For reflection in action, a clinician may pause when confronted with paradoxical findings for a current patient’s presentation (e.g. elevated jugular veinous pressure and crackles on exam but normal b-type natriuretic peptide), and “think aloud” (see below) to ensure he or she is processing all of the appropriate elements of the case.5
In the case presented above, the time course might have initiated reflection into erroneous decision-making at the moment the clinician thought that CAP was a possibility (reflection in action). Although direct evidence is inconclusive as to whether these techniques improve diagnostic accuracy, engaging in metacognitive exercises remains a cornerstone of seasoned clinical reasoning experts.6
Teaching and Learning Principles
Making a commitment. During a patient presentation, it is often helpful to ask a learner to develop a two- to four-item prioritized differential diagnosis list based on likelihood and/or lethality. Have the learner describe which diagnosis is most likely (i.e., the working diagnosis), in addition to the reasons “for” or “against” certain hypotheses. Once the diagnosis has been determined, combine commitment with an exercise in metacognition by asking the learner, “Why do you think that your initial diagnosis of Q-fever was incorrect?” Clinical educators may then follow up with teaching pearls and their approach to this type of case (see Table 1).

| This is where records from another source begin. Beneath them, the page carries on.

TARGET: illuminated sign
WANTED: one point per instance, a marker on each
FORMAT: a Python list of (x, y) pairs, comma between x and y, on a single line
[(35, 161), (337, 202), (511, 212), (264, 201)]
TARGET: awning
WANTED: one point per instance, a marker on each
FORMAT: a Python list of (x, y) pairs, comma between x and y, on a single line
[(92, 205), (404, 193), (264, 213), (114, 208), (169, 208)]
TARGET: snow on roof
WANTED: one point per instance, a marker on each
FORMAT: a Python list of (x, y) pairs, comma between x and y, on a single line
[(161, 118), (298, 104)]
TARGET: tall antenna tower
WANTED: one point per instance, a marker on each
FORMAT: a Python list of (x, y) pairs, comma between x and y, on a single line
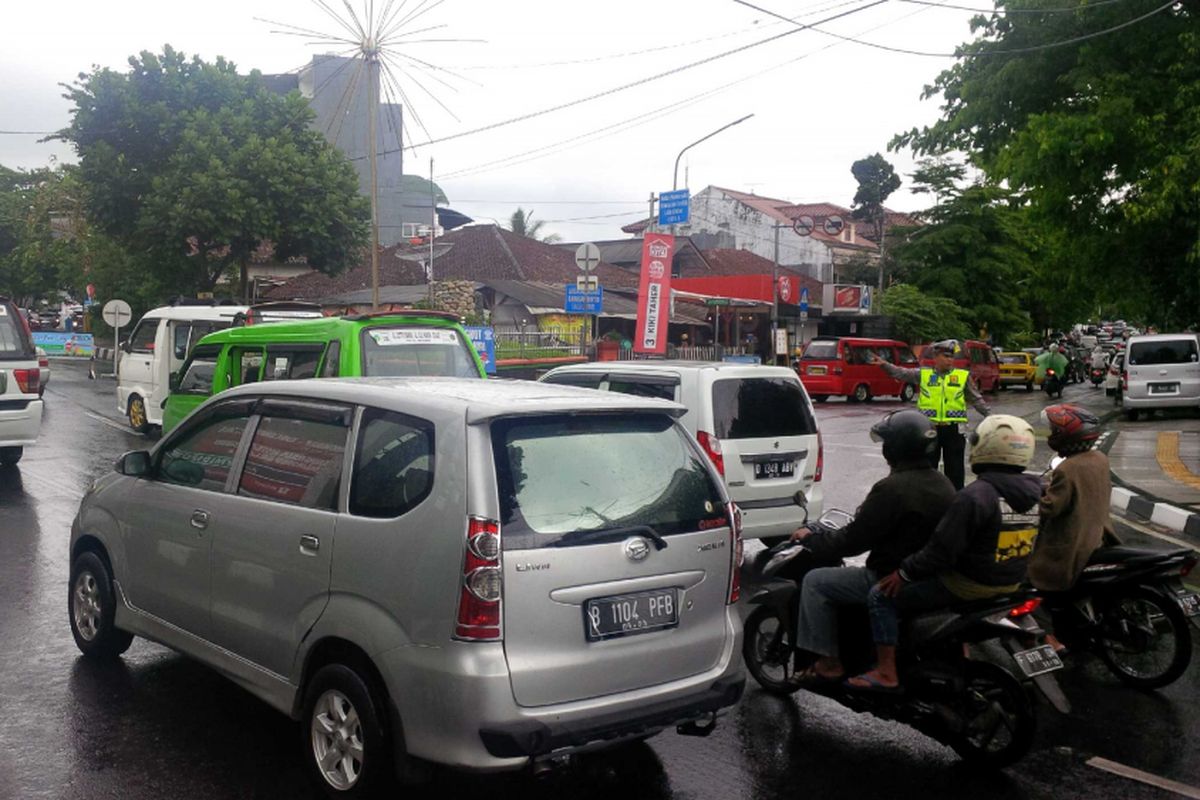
[(376, 43)]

Think aloud: In this method, an instructor expresses his or her thoughts aloud in real time.7 By modeling this technique, attending physicians allow learners to observe the process of developing a differential diagnosis and plan. For example, during the admission process, instructors could verbalize their approach to fever in a systematic fashion (see Table 1) after the trainee has completed the presentation: “At this point I am considering an infectious cause such as pneumonia, given the respiratory symptoms, although the one-month history of fever and malaise makes me think that I should keep neoplasm and an unusual infection on my list of possibilities.”
Conversely, instructors can ask trainees to voice their thoughts aloud to better understand their reasoning processes. By using this method, instructors can also support, correct, or reinforce the trainees’ appropriate use of knowledge in the clinical reasoning process.